On March 9, the same day that the presence of some recruits on the battlefield became known, Putin’s spokesman, Dmitry Peskov, stressed that the president was not responsible for it. “Before the start of the special military operation, on the instructions of the President of Russia, the Supreme Commander-in-Chief Vladimir Putin, all commanders of the armed forces were instructed to exclude conscripts from any tasks in the Ukrainian territory,” stressed the representative of the Kremlin.

Putin’s popularity has skyrocketed since he confronted NATO at the end of 2021, and last March he had a 83% approval rating among Russians, according to the Levada sociological research center, also considered a “foreign agent” by the Kremlin. However, the president is not lowering his guard; he knows that the armed forces are one of the sacred institutions of the country and that the voices of the parents of the military are very strong. “Let us be a mass of honest people, who do not consider themselves liberals or deaf-and-dumb armchair patriots. Let us be free citizens of our country! Support me, people!” was one of the last messages from Shkrebets on his social networks.

Putin dismantles stadium surveillance to reinforce controlled territories in Ukraine

The Russian president, Vladimir Putin, has decreed an Interior Ministry reform that liquidates the department in charge of security in stadiums and mass events, in order to reinforce the deployment of Russian security in the Ukrainian territories it controls. “These are the demands of the times. Everything is clear enough, and it is almost not necessary to give explanations," said the president's spokesman, Dmitri Peskov, about the future mission of the security agents.

Some lawmakers in the State Duma have been even clearer. “Now it is important to restore order in the liberated territories [as Russia calls them]”, said Kirill Kabanov, chairman of the parliament committee against corruption, in statements to Komsomólskoya Gazeta. “It is logical to expect a wave of crime soon, until the authorities are fully established, and the National Guard cannot replace the police.”

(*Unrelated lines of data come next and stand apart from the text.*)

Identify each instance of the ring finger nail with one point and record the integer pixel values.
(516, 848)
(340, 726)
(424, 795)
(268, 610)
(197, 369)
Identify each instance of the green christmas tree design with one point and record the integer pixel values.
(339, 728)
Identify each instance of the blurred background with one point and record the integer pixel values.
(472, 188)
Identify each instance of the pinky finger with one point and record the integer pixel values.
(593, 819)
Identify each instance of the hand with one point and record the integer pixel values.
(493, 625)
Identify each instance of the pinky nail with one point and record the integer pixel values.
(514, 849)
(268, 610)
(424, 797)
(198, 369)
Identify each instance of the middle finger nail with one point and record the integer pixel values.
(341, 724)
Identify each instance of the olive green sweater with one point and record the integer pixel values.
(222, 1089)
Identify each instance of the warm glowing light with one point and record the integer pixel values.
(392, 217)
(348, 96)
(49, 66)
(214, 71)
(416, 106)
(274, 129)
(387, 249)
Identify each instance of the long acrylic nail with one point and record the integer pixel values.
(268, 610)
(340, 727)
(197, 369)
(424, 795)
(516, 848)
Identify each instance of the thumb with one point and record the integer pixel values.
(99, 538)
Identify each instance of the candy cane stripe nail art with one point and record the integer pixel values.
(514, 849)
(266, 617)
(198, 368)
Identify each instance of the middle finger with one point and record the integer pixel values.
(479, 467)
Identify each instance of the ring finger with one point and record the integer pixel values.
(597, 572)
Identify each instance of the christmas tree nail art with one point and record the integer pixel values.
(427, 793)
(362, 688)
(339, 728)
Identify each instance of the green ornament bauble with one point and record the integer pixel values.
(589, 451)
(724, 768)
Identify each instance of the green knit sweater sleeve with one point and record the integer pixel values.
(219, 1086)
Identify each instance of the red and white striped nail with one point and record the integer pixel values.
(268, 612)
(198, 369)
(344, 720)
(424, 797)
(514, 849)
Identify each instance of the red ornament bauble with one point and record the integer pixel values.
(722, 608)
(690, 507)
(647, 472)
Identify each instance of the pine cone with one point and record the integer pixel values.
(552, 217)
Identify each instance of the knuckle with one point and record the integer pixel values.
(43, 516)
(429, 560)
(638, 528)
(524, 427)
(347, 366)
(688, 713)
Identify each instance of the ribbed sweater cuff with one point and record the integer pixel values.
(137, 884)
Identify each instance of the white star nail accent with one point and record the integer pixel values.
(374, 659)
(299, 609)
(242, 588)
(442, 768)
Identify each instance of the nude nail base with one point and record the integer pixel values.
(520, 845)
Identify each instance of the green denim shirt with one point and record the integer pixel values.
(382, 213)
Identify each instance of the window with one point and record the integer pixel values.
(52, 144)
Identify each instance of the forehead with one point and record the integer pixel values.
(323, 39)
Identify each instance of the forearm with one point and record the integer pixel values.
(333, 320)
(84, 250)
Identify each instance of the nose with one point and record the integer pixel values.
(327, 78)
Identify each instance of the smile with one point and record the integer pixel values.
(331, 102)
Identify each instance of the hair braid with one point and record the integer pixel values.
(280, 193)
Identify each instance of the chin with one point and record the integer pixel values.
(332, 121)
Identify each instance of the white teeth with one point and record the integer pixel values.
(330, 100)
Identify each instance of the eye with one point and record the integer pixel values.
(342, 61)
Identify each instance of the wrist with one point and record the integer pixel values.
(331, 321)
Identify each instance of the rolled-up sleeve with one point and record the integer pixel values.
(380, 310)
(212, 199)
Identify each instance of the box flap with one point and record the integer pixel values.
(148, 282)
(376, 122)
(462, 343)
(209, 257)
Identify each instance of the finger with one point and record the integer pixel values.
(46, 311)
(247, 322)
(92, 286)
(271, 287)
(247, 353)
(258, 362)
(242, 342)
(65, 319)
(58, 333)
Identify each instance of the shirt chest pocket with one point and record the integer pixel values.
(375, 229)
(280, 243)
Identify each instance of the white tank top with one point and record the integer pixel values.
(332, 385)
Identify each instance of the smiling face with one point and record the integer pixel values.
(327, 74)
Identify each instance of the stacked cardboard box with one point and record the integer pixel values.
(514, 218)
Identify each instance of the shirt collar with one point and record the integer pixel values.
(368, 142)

The media outlet Kommersant reported that the agents will be sent to the Donbas region. A new post of deputy minister of the interior will be created to “strengthen the moral stability” of the police officers, that is, to ensure their loyalty. This will entail a restructuring of the ranks and a salary increase for the current staff.

The National Guard, created a few years ago, is a mini-army that only answers to the Russian president and is independent from the Ministry of Defense. Its units include riot squads. The eliminated department of the Interior Ministry was created in 2014 to protect the Sochi Winter Olympics and the 2018 World Cup. Its mission was to keep ultras groups under control and prevent disturbances in sports venues.

“We don't need a department for international sporting events. With the sanctions, Russian athletes have been prohibited from participating in international competitions," noted Kabanov, after highlighting that the pandemic had already affected large events starting in 2020.